Tuesday, June 2, 2009

Breaking Bad Worth Conservative Viewers

Conservative radio talk show hosts have been raving about the Fox TV show
"24"
each year, seizing on the show's sometimes politically incorrect depiction of Muslim terrorists and interrogation tactics of the series' anti-hero Jack Bauer.

It's a sign of the times and woefully sad that across the wide TV entertainment landscape the only show that conservatives can identify with is one that otherwise alludes to shadowy conspiracy groups as attacking the administration of its first African-American president, David Palmer, and then this season's female president Allison Taylor. And those shadowy conspiracy groups are always residing within the government, in one form or another, or they insinuate that mercenary groups (Starkwood/Blackwater) are seeking overthrow because the Administration isn't tending to the nation's national security.

Of course, those are the hobgoblins of leftists' marijuana-riddled brains, but there's such a dearth of TV choice that conservatives gather like moths on a pinprick of light that emanates from the rugged individualist that is Jack Bauer.

So, when a show like "Breaking Bad" comes along, conservatives should take notice. It has turned out to be much more consistent with conservative views on issues than I would have thought at the outset.

The second season ended Sunday with a two-plane collision crash occurring above the New Mexico town where the show is set. The planes crashed as a result of a grieved father's failing at his work as a air traffic controller shortly after his 27-year-old daughter dies of an overdose of heroin. The young woman need not have died. The high school chemistry teacher who has broken bad, to raise money for his family by making and selling crystal methamphetamines after being diagnosed with cancer, watched and did nothing as the young woman asphyxiates on her own vomit in a drug induced stupor. It was as cold blooded of a scene as anything I've ever seen on TV, to watch a man protect his drug dealing identity by letting this woman die.

On a broader level, the plane crash and the spread of its debris over the New Mexico town demonstrates the death and destruction that's occurred as the result of one person deciding to go bad, to make drugs, to kill people. It's the ripple effect, in high definition on AMC.

What makes the show remarkable is its depiction of the descent of evil around a man who has deviated from an honorable life as a high school chemistry teacher earning $40,000 a year because of his diagnosis of having lung cancer.

The teacher feels he has to enter the criminal world of making and selling drugs to leave his pregnant wife, partially paralyzed son, and future daughter with the money he hasn't made honestly.

On its face, the typical leftist TV producer/director would use that as a justification to show that the man is justified in his devolution into a murdering scumbag drug maker and dealer. You hear it all the time from the left, that if you had to steal to support your family you would do it too, you know you would. They use that rationalization to support their favorite criminals, whatever death row offense they've committed. And of course the President has indicated his desire for the national drug control policy maker to focus on expanding treatment options, not interdiction.

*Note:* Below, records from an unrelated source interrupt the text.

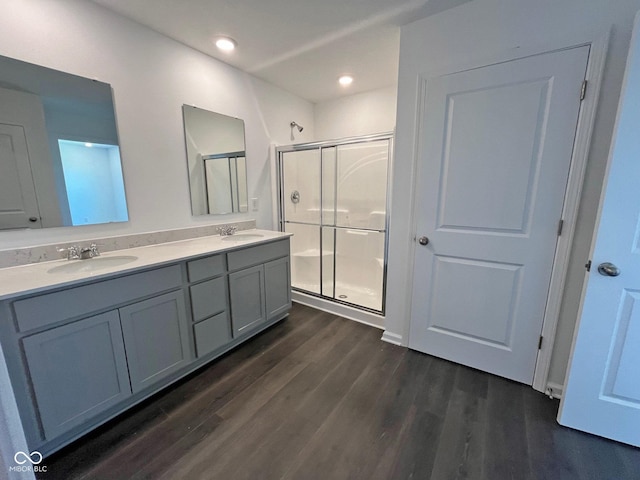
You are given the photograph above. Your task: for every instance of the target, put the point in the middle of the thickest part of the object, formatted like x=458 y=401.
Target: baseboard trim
x=554 y=390
x=392 y=338
x=344 y=311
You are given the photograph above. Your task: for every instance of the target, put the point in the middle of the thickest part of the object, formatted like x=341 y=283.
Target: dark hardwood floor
x=320 y=397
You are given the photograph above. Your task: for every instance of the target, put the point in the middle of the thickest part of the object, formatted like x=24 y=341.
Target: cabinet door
x=246 y=291
x=277 y=278
x=77 y=371
x=156 y=338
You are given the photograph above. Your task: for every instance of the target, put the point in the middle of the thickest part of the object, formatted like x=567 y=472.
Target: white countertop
x=36 y=277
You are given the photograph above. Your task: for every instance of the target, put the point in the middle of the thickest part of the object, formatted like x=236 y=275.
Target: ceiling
x=302 y=46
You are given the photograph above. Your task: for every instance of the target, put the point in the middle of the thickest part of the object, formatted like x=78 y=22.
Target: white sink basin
x=92 y=264
x=242 y=237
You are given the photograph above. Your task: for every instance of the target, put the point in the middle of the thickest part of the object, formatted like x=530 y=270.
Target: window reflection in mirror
x=216 y=162
x=48 y=175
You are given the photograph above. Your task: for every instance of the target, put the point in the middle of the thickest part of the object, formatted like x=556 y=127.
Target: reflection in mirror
x=59 y=154
x=216 y=162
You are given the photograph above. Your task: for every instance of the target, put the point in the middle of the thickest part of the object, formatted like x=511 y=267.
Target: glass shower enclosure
x=333 y=198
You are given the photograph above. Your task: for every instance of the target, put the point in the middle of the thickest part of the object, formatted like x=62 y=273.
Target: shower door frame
x=319 y=146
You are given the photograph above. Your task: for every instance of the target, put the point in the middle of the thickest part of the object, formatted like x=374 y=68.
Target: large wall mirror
x=59 y=154
x=216 y=162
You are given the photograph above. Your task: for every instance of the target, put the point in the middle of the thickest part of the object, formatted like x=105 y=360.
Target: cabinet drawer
x=212 y=333
x=208 y=298
x=259 y=254
x=206 y=268
x=54 y=307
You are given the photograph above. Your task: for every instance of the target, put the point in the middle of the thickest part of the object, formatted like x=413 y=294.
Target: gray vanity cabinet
x=156 y=339
x=277 y=275
x=77 y=371
x=247 y=295
x=263 y=291
x=79 y=355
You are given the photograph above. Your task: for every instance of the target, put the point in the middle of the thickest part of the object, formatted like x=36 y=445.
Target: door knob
x=608 y=269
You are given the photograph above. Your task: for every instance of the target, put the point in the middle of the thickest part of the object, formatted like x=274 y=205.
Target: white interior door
x=602 y=394
x=18 y=203
x=496 y=145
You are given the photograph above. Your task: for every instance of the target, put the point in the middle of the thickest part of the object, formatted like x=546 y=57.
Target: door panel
x=472 y=160
x=18 y=200
x=602 y=394
x=496 y=145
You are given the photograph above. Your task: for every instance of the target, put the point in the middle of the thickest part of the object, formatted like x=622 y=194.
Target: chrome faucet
x=226 y=230
x=89 y=252
x=75 y=252
x=72 y=252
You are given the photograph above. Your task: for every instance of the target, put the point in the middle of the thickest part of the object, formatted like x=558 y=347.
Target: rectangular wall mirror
x=59 y=155
x=216 y=162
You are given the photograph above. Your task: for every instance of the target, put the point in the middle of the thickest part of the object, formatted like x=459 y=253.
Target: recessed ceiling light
x=345 y=80
x=225 y=43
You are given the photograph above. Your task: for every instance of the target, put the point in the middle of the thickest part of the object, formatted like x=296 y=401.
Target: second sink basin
x=93 y=264
x=242 y=237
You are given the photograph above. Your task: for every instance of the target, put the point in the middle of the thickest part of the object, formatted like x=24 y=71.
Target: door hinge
x=583 y=90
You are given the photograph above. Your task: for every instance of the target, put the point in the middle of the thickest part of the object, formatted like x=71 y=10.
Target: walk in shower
x=333 y=198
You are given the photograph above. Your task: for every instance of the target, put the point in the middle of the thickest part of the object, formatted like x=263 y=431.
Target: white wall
x=466 y=35
x=354 y=115
x=152 y=77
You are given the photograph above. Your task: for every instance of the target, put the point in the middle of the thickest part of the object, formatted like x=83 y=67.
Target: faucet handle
x=94 y=249
x=72 y=252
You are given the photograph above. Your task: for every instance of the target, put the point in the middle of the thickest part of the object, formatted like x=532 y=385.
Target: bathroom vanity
x=85 y=341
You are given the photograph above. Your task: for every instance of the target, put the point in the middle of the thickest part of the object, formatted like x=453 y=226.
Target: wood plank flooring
x=321 y=397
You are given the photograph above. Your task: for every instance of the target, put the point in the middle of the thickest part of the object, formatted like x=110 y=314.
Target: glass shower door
x=360 y=192
x=333 y=199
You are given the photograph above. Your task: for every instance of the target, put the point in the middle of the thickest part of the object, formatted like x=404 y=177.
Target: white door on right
x=602 y=394
x=495 y=150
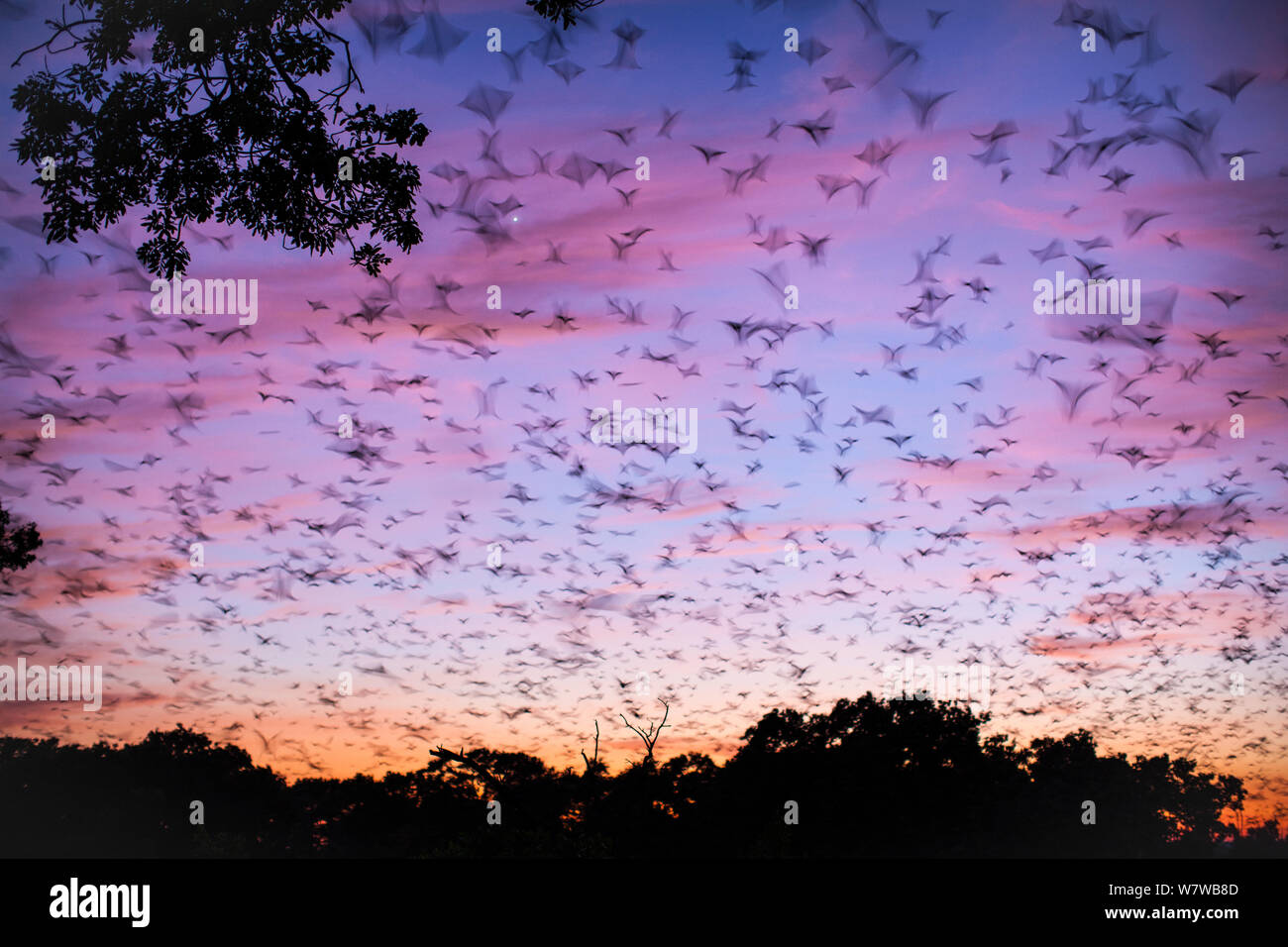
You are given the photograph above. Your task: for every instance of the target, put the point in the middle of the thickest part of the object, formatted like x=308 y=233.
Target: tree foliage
x=868 y=779
x=18 y=544
x=222 y=124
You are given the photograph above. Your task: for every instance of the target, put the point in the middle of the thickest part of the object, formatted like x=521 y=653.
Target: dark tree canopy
x=243 y=116
x=18 y=545
x=870 y=777
x=567 y=11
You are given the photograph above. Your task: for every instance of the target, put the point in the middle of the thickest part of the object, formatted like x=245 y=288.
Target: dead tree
x=652 y=735
x=592 y=766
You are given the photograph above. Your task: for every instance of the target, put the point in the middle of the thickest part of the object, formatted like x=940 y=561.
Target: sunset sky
x=630 y=574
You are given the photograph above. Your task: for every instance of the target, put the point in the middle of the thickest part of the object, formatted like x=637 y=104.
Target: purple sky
x=634 y=574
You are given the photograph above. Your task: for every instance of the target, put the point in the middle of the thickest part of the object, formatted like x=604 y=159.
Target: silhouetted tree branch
x=652 y=735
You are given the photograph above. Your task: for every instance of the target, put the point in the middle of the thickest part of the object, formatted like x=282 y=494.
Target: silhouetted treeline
x=868 y=779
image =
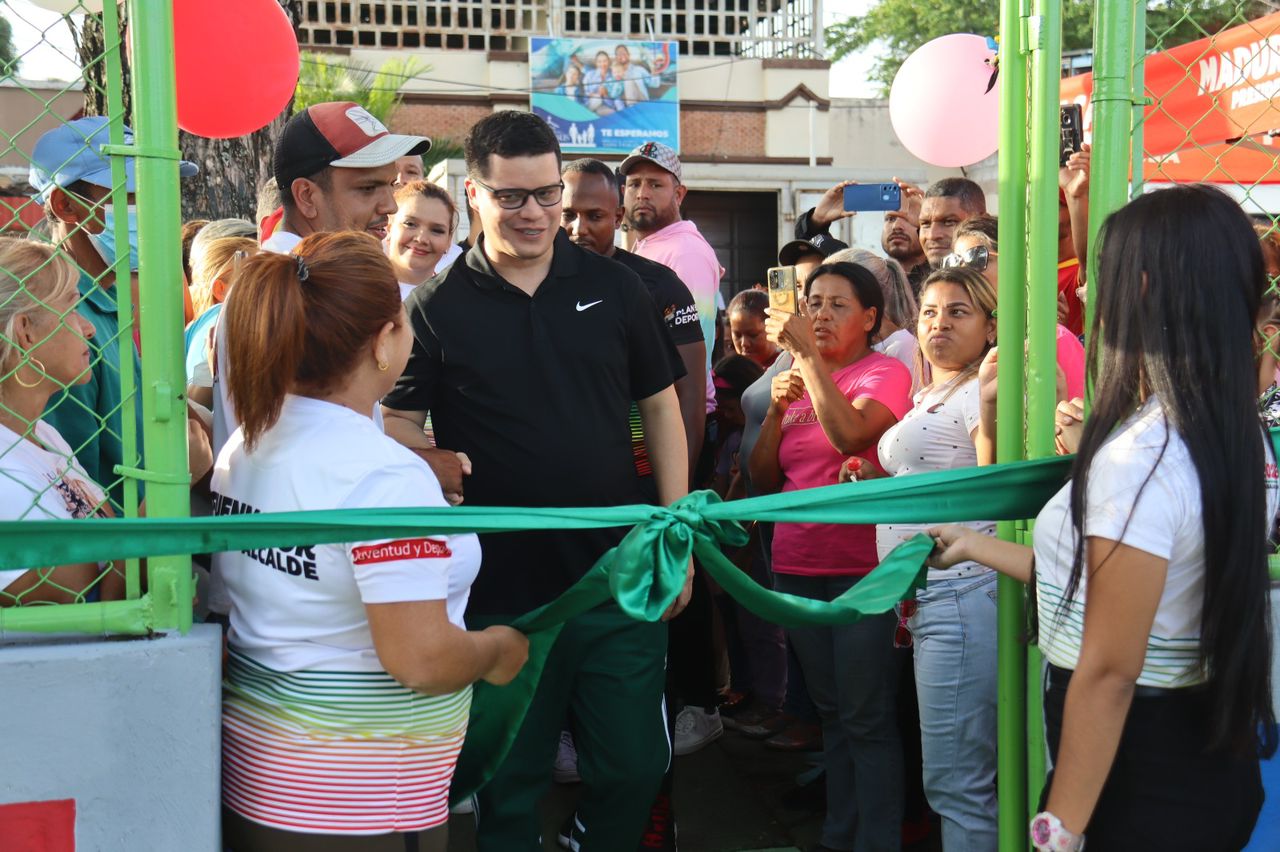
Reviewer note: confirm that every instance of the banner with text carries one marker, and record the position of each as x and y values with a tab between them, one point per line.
606	96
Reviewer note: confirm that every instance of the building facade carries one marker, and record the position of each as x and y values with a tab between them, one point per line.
760	137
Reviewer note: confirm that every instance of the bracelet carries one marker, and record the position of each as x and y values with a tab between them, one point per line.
1048	834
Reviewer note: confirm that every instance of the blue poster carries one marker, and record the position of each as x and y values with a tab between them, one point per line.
606	96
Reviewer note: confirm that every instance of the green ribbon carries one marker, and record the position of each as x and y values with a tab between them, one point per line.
996	493
644	573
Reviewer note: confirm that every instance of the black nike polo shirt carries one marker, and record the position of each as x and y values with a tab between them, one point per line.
535	390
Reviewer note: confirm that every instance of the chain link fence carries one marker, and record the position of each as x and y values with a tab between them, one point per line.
72	420
1203	113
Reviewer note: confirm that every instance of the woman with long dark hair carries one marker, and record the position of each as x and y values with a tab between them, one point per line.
1151	564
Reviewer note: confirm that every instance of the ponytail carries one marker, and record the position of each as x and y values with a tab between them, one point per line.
300	323
266	329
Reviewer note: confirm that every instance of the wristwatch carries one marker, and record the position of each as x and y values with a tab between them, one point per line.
1050	836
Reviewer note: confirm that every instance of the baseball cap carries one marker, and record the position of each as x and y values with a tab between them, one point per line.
656	152
73	151
338	133
826	244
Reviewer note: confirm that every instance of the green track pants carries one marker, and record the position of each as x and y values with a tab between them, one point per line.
607	672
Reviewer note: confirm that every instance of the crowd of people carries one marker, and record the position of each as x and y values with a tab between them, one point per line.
346	351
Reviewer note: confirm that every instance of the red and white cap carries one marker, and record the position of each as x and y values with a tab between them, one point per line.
341	134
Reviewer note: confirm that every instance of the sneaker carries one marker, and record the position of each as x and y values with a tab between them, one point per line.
696	728
565	769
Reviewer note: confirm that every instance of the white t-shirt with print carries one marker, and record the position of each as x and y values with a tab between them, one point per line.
903	346
1151	502
935	435
304	608
42	482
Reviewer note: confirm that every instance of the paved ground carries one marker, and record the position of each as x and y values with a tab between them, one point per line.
734	796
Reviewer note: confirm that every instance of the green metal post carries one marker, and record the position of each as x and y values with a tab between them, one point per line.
122	289
1011	328
164	383
1042	308
1139	100
1112	117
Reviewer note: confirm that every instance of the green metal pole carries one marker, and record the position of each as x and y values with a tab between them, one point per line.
1011	329
120	271
164	381
1112	118
1042	311
110	618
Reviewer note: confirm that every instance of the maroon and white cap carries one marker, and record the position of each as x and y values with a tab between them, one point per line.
657	154
341	134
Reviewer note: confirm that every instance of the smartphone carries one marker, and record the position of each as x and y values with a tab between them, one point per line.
1073	132
782	288
873	196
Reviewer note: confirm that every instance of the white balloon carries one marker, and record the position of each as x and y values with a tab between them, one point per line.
68	7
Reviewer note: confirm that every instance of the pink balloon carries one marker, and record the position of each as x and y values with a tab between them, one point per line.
237	65
940	105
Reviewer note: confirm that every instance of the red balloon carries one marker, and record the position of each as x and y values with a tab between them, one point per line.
237	65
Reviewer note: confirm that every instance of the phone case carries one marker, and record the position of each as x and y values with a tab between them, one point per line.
873	196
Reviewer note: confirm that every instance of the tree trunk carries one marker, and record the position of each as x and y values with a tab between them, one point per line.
231	170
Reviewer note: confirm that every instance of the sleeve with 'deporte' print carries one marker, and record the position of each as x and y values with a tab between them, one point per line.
398	550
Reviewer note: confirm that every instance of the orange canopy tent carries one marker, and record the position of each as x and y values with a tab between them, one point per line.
1211	115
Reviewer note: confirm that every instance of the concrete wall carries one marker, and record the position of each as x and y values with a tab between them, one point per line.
128	729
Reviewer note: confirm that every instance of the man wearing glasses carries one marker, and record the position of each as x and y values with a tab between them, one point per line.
528	355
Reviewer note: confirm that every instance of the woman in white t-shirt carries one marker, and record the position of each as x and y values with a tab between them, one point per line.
350	669
1151	564
954	619
42	349
420	233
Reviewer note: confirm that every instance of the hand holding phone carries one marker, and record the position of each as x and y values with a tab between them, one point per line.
782	288
873	196
1072	132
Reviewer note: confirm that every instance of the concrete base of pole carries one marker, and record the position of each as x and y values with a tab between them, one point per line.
113	741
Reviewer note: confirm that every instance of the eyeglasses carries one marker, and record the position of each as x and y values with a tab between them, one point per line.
976	259
545	196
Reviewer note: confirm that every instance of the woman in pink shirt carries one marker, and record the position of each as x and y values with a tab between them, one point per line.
835	402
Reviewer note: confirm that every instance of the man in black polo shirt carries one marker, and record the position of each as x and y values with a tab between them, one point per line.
528	355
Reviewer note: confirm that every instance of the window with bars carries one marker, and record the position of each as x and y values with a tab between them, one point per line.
755	28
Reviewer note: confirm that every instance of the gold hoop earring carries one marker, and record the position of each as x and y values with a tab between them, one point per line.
39	365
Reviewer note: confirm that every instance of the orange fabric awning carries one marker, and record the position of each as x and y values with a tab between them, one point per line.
1214	109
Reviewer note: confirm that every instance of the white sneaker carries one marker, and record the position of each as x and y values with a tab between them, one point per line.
565	769
696	728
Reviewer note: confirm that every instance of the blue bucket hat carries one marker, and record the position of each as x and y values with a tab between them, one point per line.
72	152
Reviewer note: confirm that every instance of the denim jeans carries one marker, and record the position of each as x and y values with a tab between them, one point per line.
853	674
954	633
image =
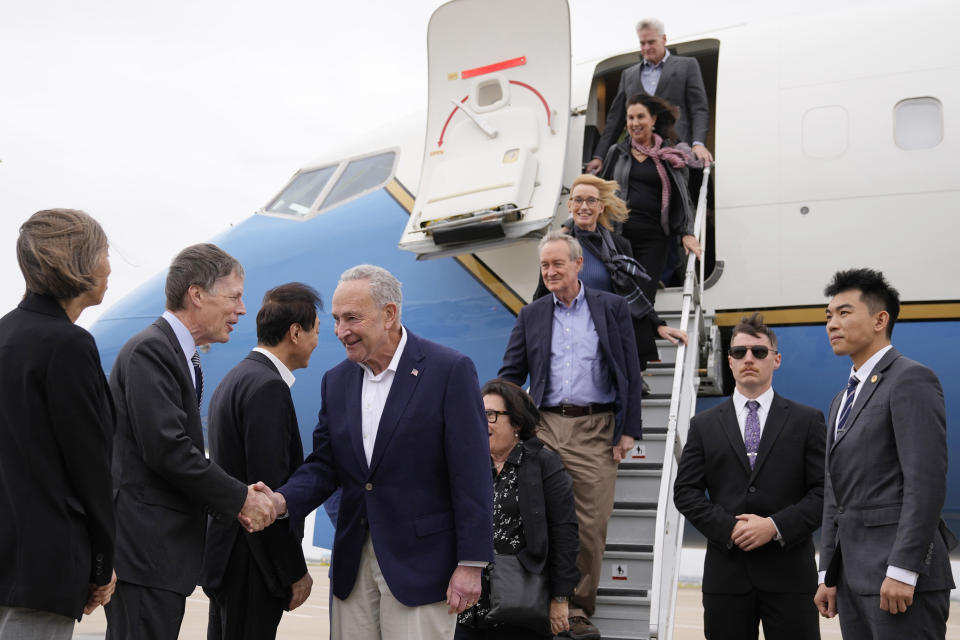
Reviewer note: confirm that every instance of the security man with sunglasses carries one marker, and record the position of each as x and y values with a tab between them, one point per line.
751	480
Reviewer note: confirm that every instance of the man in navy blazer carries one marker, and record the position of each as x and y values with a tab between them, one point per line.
577	345
402	430
884	557
676	79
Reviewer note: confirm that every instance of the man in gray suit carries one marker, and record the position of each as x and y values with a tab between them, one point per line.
676	79
884	556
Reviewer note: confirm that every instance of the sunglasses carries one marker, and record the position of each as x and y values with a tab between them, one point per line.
759	352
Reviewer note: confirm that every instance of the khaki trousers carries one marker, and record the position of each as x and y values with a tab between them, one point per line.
585	445
371	612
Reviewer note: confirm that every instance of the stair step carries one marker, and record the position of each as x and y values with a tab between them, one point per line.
637	484
626	570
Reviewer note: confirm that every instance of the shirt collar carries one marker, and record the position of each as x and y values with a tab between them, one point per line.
285	373
184	337
576	301
864	371
394	362
765	399
659	64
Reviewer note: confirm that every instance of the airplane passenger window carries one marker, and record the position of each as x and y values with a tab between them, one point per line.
918	123
362	174
298	196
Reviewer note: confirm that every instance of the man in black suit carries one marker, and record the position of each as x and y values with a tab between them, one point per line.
676	79
750	479
164	485
884	559
577	345
252	577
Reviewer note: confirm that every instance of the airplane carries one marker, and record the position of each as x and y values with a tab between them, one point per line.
829	156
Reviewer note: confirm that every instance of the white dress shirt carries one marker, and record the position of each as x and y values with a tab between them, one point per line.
862	374
740	404
373	396
185	338
285	373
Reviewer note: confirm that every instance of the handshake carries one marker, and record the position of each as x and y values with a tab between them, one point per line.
261	508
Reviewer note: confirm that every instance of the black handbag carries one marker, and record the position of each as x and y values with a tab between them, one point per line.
518	597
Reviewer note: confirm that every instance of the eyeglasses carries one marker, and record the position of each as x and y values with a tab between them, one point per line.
591	201
759	352
493	415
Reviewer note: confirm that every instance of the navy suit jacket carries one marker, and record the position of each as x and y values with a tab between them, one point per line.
425	499
528	352
886	481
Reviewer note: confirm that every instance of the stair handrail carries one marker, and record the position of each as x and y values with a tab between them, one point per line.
685	377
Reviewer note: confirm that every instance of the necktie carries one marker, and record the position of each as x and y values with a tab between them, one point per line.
751	431
195	359
847	404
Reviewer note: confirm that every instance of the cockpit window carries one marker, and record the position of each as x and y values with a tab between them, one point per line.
361	175
313	191
302	192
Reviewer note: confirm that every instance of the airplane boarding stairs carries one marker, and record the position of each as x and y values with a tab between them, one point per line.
638	582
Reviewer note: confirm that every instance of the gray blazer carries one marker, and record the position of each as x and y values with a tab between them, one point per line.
680	84
886	481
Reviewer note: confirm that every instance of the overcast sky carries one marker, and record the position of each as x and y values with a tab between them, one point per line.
169	121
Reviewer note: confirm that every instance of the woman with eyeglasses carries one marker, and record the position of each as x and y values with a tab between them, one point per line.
56	434
595	209
533	513
653	174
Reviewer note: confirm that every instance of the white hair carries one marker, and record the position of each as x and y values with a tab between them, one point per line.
651	23
573	244
384	286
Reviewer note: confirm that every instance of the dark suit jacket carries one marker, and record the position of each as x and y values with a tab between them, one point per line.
715	484
528	352
887	480
425	499
163	483
56	431
680	84
549	519
254	436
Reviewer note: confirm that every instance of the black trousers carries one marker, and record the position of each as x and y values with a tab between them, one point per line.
243	608
136	612
785	616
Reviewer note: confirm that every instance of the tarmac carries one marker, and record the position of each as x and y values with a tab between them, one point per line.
311	620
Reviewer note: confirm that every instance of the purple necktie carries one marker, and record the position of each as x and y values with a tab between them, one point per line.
751	431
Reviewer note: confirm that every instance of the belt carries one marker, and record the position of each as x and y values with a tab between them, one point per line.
576	411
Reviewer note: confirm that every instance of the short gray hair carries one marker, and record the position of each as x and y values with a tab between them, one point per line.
384	286
651	23
201	265
561	236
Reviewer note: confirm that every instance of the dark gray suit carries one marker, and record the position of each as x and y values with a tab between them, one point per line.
164	485
886	481
680	84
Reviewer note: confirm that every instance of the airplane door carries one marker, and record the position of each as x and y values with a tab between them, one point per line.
497	119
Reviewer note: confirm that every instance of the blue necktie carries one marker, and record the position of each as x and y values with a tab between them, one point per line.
195	359
847	405
751	431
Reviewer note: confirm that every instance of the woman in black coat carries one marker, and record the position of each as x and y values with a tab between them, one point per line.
595	210
652	175
56	434
533	513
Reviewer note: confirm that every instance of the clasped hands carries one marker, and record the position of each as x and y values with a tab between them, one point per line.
261	508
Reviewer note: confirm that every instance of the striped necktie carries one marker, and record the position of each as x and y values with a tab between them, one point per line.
198	373
847	405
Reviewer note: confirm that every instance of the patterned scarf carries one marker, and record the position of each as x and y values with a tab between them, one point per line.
658	153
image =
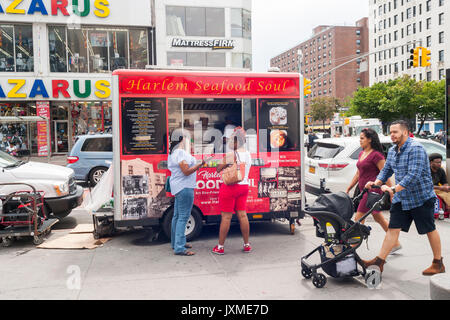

A criminal criminal defense attorney, effective DEA agent and dipstick junkie partner all make for interesting character subplots in a dark but good show that more closely aligns to a conservative world view than would liberal contortions on the same subject matter.

If you get a chance, get the first two seasons of Breaking Bad on DVD and make yourself ready for next year's season. The show is a eye-opening depiction of the drug underworld that's probably more prevalent than we want to admit and will offer insights into the depravity of the drug gang world we are trying to fight (but apparently not much longer with the help of the Obama administration).

P.S. - Today's Austin American-Statesman story about the beating and kidnapping of a young Austin man by drugheads shows the real life effects of drugs in this city. It's Breaking Bad, in real life.